2014 Volume 78 Issue 8 Pages 1824-1825
In this issue of the Journal, Danzi et al report on their meta-analysis of randomized clinical trials of the Nobori biolimus-eluting stent vs. permanent polymer drug-eluting stents (DES) in patients undergoing percutaneous coronary intervention.1
Article p 1858
DES with local release of antiproliferative agents have consistently been shown to reduce the risk of repeat revascularization, as compared with bare-metal stents,2–4 and it has been pointed out that interventional treatment of complex coronary lesions has favorable and durable results.5
However, the term “drug-eluting-stent” arises from 15 years of development work in stent technology, and today includes a large and heterogeneous group of different DES. In addition to different metallic stent platforms with many possible designs and materials, the polymer coating especially has been investigated very precisely. The polymers of coronary DES provide both a stable matrix for drugs that diffuse into the damaged vessel wall and modulate drug release.
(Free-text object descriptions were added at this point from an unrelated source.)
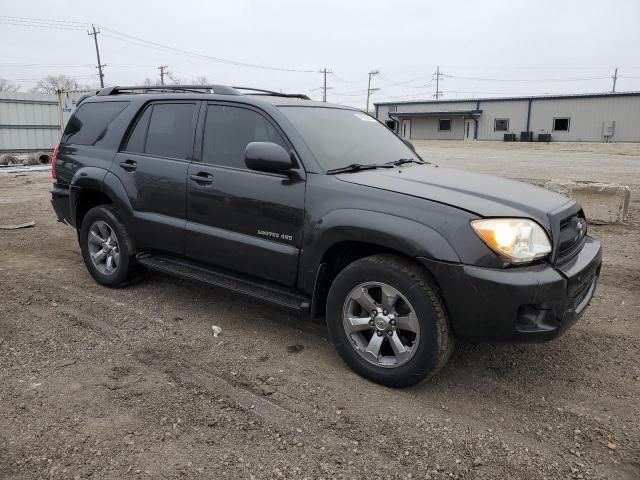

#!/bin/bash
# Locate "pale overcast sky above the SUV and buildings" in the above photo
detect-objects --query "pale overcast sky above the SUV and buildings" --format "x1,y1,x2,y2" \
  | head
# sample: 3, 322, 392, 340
0, 0, 640, 107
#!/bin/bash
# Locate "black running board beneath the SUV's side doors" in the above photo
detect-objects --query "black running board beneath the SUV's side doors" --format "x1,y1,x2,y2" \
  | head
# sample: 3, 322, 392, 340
136, 253, 311, 311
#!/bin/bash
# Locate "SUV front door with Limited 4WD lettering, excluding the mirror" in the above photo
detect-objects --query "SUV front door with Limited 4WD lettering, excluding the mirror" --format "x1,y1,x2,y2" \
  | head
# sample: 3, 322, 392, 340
186, 104, 305, 286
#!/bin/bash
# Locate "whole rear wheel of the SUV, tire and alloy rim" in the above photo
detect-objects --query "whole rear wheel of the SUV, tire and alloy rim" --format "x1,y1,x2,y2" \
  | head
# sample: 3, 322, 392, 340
78, 205, 138, 287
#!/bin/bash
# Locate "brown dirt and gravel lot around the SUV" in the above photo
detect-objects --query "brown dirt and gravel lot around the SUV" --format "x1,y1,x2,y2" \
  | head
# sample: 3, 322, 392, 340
0, 144, 640, 479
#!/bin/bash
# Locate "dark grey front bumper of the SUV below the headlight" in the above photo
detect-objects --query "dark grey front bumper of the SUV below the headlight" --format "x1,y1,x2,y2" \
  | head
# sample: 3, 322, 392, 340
419, 237, 602, 342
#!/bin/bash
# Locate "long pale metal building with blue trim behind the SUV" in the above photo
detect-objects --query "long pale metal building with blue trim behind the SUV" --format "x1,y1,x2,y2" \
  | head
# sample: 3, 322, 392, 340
375, 92, 640, 142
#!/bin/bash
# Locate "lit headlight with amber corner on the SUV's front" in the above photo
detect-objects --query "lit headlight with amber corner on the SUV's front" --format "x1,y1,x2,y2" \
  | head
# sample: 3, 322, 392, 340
471, 218, 551, 263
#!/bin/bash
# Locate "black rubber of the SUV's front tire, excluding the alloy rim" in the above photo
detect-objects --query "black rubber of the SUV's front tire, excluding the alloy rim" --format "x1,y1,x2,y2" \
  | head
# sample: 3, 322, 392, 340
327, 256, 448, 387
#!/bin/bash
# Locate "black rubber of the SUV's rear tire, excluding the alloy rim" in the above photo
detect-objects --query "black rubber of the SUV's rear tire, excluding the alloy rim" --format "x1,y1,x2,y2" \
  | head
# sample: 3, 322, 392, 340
78, 206, 135, 287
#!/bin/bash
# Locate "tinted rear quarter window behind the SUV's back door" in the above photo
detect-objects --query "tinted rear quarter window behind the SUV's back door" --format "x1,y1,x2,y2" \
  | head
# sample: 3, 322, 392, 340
62, 102, 129, 145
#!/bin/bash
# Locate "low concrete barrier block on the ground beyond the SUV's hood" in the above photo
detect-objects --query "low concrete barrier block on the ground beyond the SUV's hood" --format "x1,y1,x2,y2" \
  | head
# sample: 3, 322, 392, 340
544, 180, 631, 224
They lose their function after complete drug release; however, by disintegrating, all durable polymers carry the risk for local inflammation, neoatherosclerosis, and thrombosis. In addition, DES are often used for indications that have not been investigated in clinical trials, with worse long-term results.6
One of the newest DES innovations is the Nobori® biolimus-eluting stent (BES). Its polymer is biodegradable and the coating covers only the abluminal side of the stent, which is suggested to reduce the risk of very late stent thrombosis by avoiding delayed arterial healing.7
The meta-analysis1 includes results from 7 randomized trials with more than 12,000 patients and compares 1-year results after Nobori BES implantation with second- and third-generation permanent-coated polymer DES. The authors found similar efficacy of the Nobori stent after 1 year compared with older DES with respect to the endpoints of target-lesion revascularization, all-cause mortality, myocardial infarction and stent thrombosis. Importantly the trials included in the present meta-analysis were all-comer trials. Therefore, the work of Danzi et al demonstrates excellent 1-year clinical outcome safety and efficacy of the Nobori BES in real-life settings. But the study provides non-inferiority data. In general, it should be evaluated if there is a stent design that is superior to another.
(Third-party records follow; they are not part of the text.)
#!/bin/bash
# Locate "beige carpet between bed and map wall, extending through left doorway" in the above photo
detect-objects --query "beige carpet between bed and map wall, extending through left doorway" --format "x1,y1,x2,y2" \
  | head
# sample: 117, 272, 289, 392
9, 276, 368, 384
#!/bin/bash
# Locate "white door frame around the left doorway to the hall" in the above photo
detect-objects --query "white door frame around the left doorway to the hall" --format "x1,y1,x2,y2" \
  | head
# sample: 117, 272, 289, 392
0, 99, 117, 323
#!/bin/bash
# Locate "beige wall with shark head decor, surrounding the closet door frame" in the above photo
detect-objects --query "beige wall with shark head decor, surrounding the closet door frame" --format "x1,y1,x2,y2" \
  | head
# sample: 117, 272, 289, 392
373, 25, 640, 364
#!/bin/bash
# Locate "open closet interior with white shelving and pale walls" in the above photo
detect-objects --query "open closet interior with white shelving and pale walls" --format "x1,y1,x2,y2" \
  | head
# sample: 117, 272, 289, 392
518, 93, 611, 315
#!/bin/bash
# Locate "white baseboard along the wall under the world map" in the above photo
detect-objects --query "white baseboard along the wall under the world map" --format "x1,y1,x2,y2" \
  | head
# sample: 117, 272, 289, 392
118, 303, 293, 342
The potential benefit of the Nobori stent design might be evident beyond the first year: The LEADERS trial (comparing BES with the sirolimus stent) finally confirmed the hypothesis of reduced very late stent thrombosis with a 74% relative risk reduction after 5 years, whereas earlier follow-up points demonstrated only the non-inferiority of the BES to a sirolimus DES.8 Particularly appealing are the results with respect to the heterogeneous targets of the Nobori BES in bifurcations, chronic-total-occlusion, very small vessels and diabetic patients. So might the Nobori BES be a “universal weapon”?
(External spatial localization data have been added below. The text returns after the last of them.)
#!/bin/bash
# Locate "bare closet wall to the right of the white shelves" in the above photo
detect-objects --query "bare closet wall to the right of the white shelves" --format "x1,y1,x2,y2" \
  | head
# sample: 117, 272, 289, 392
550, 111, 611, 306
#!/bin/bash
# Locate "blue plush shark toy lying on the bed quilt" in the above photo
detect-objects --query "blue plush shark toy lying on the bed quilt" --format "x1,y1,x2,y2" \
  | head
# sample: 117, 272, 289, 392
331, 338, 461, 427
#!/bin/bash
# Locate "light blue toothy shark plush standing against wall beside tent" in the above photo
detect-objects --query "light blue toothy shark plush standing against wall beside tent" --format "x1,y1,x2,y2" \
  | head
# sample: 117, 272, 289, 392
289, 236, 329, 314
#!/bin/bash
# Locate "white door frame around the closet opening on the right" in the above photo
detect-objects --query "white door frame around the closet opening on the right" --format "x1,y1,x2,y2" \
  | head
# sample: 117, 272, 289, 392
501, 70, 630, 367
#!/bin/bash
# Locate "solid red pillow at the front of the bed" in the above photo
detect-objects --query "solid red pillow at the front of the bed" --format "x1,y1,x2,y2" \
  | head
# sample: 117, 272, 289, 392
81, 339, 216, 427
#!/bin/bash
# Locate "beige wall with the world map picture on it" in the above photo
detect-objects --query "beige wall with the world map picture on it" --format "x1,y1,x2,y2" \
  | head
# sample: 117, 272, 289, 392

Should we now treat every lesion with a modern universal BES or should we keep other factors in mind? Large IVUS studies have revealed the different tissue composition of plaques and its relevance to the clinical outcome of patients after acute coronary syndrome.9 Thin-cap fibroatheroma has been identified as the most dangerous coronary lesion for a subsequent adverse cardiac event. So if we treat a coronary stenosis resulting from a high-risk-plaque formation should we use the same DES as for a stenosis caused by a stable plaque formation? Should calcified lesions be treated with the same drug/stent design as soft plaques? Clinicopathological correlations assessed by intracoronary imaging techniques may furnish important information.10 Recently, a substudy of the LEADERS trial using optical coherence tomography demonstrated significantly higher stent coverage for stents with a biodegradable polymer compared with stents with a durable polymer,11 which might explain the advantage of the Nobori BES.
We should design trials in the future with follow-up of at least 5 years, addressing morphological alternations and clinical effects of different types of DES treating different types of lesions. Maybe such data will provide additional confirmation of the performance of the ongoing “new” era of stents. Which patient and which lesion profits from the new developments?